Mesmo depois de 22 anos, ainda sinto essa ruptura. E sei que não é algo só meu. Minha avó morreu aos 79 anos, ainda preocupada com os filhos. Depois com as netas. Depois com os bisnetos. E mesmo assim, não me contou porque tinha medo de que eu desistisse.
Meses depois daquela síncope emocional, voltei ao trabalho. Caio ficou com uma cuidadora. Meu coração ficou com ele. Não houve uma ruptura clara, mas havia um peso constante. Ainda assim, voltar a trabalhar foi um respiro. Era no trabalho que eu me reencontrava. Que lembrava quem eu era. Atendi muitos clientes, ocupei cargos de gestão, implantei RH do zero.
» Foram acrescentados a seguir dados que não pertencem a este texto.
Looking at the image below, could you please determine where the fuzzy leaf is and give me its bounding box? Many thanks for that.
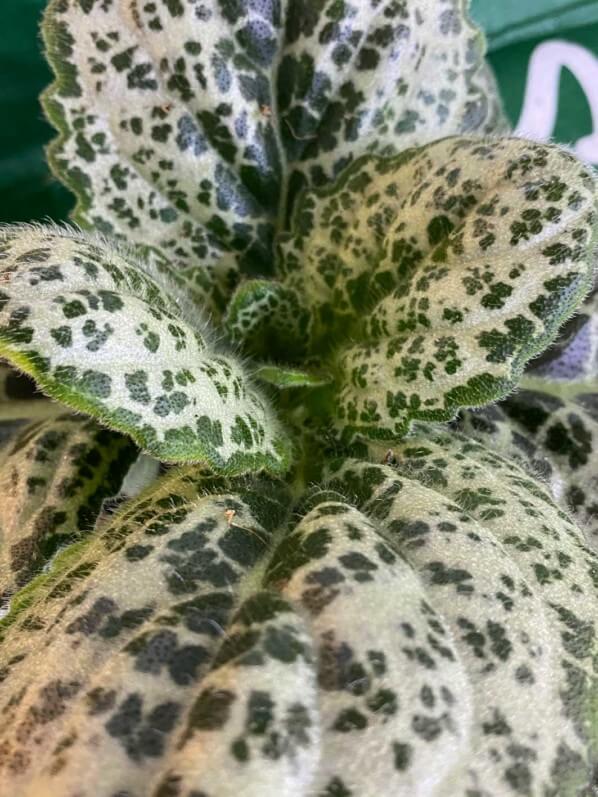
[527,288,598,384]
[224,280,309,362]
[44,0,502,310]
[0,432,598,797]
[329,429,598,797]
[0,227,288,472]
[0,415,137,597]
[272,138,596,440]
[457,390,598,551]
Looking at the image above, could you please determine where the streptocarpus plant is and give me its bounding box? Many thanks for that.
[0,0,598,797]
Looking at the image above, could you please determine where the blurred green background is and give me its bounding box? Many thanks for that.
[0,0,598,221]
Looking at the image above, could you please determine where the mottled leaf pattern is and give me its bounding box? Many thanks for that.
[0,0,598,797]
[0,415,136,598]
[346,429,598,797]
[0,429,598,797]
[528,288,598,384]
[45,0,503,310]
[278,138,596,440]
[457,390,598,550]
[0,227,288,472]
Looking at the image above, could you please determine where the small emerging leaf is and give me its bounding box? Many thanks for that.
[0,227,288,472]
[458,390,598,551]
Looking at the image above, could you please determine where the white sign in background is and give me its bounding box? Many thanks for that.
[515,39,598,166]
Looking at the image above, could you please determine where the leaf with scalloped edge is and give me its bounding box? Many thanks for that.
[39,0,503,310]
[254,365,330,390]
[0,415,137,597]
[0,227,289,472]
[0,438,598,797]
[328,428,598,797]
[272,138,596,440]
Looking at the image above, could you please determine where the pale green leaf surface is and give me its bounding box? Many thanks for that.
[457,390,598,550]
[0,438,598,797]
[0,227,289,472]
[44,0,503,310]
[254,365,330,390]
[274,138,596,440]
[0,415,136,598]
[527,288,598,382]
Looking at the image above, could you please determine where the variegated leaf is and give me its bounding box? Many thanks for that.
[457,390,598,551]
[0,227,289,472]
[330,429,598,797]
[274,138,596,440]
[44,0,503,310]
[0,438,598,797]
[0,415,136,598]
[527,288,598,392]
[0,469,304,797]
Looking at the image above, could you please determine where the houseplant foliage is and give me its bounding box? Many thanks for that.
[0,0,598,797]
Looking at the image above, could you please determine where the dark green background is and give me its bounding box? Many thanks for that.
[0,0,598,221]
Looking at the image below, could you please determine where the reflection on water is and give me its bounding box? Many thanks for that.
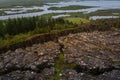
[0,1,120,20]
[52,14,70,19]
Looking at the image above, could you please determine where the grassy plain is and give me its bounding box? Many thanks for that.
[49,5,91,10]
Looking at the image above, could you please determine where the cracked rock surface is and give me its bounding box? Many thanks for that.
[0,31,120,80]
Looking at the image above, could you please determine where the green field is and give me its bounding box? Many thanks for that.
[48,5,91,10]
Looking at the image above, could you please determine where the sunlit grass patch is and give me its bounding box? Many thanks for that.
[65,18,89,24]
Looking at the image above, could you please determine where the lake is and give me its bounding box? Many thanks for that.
[0,0,120,20]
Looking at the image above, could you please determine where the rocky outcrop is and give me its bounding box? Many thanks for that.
[0,31,120,80]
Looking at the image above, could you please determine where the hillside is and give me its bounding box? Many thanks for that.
[0,19,120,80]
[0,31,120,80]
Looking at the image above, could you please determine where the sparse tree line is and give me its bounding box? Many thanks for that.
[80,18,120,31]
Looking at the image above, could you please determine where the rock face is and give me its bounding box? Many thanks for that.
[0,31,120,80]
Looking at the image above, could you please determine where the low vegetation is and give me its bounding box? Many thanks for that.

Minha carreira correu em paralelo à maternidade. E eu nunca a abandonei porque ela era meu ponto de ancoragem. Enquanto eu trabalhava, eu me resgatava.
Quando Daniel nasceu, achei que estava pronta. Mais madura, mais estruturada. Mas ele me trouxe outro tipo de missão. Me tornei mãe de uma criança especial. E acho que envelheci 20 anos em um. Vivi em órbita durante uns sete, talvez oito anos. Era tanta coisa para aprender, estudar, processar… que nem me lembro da minha reação ao ouvir “mamãe” pela primeira vez. Ele já tinha quatro anos. A ficha só caiu uma hora depois, enquanto dirigia.
Nos momentos de desespero, o que me mantinha de pé era repetir em silêncio: um instante de cada vez. Uma hora de cada vez. Uma crise de cada vez.
Ontem, nos reunimos em casa para um almoço em família. Filhos correndo, mães rindo, gerações misturadas. Poderia ter postado uma foto posada, mas escolhi mostrar os bastidores. A exaustão, a culpa, as renúncias. Mas também a força que brota quando mulheres se apoiam — e se libertam da maternidade idealizada.
Porque tem algo de cruel em romantizar a maternidade como se fosse plenitude o tempo todo. A verdade é que ser mãe é lindo, sim. Mas também é solitário. Cobrado. Invisibilizado. Principalmente quando você tenta conciliar filhos, carreira, casa, identidade… e ainda sorrir para a foto.
As imagens desse dia não foram posadas. Elas são reais. Cheias de movimento, de caos leve, de gargalhadas interrompidas por braços pequenos pedindo atenção. Elas mostram o que quase ninguém tem coragem de mostrar: que ser mãe é — ou deveria ser — um ato coletivo.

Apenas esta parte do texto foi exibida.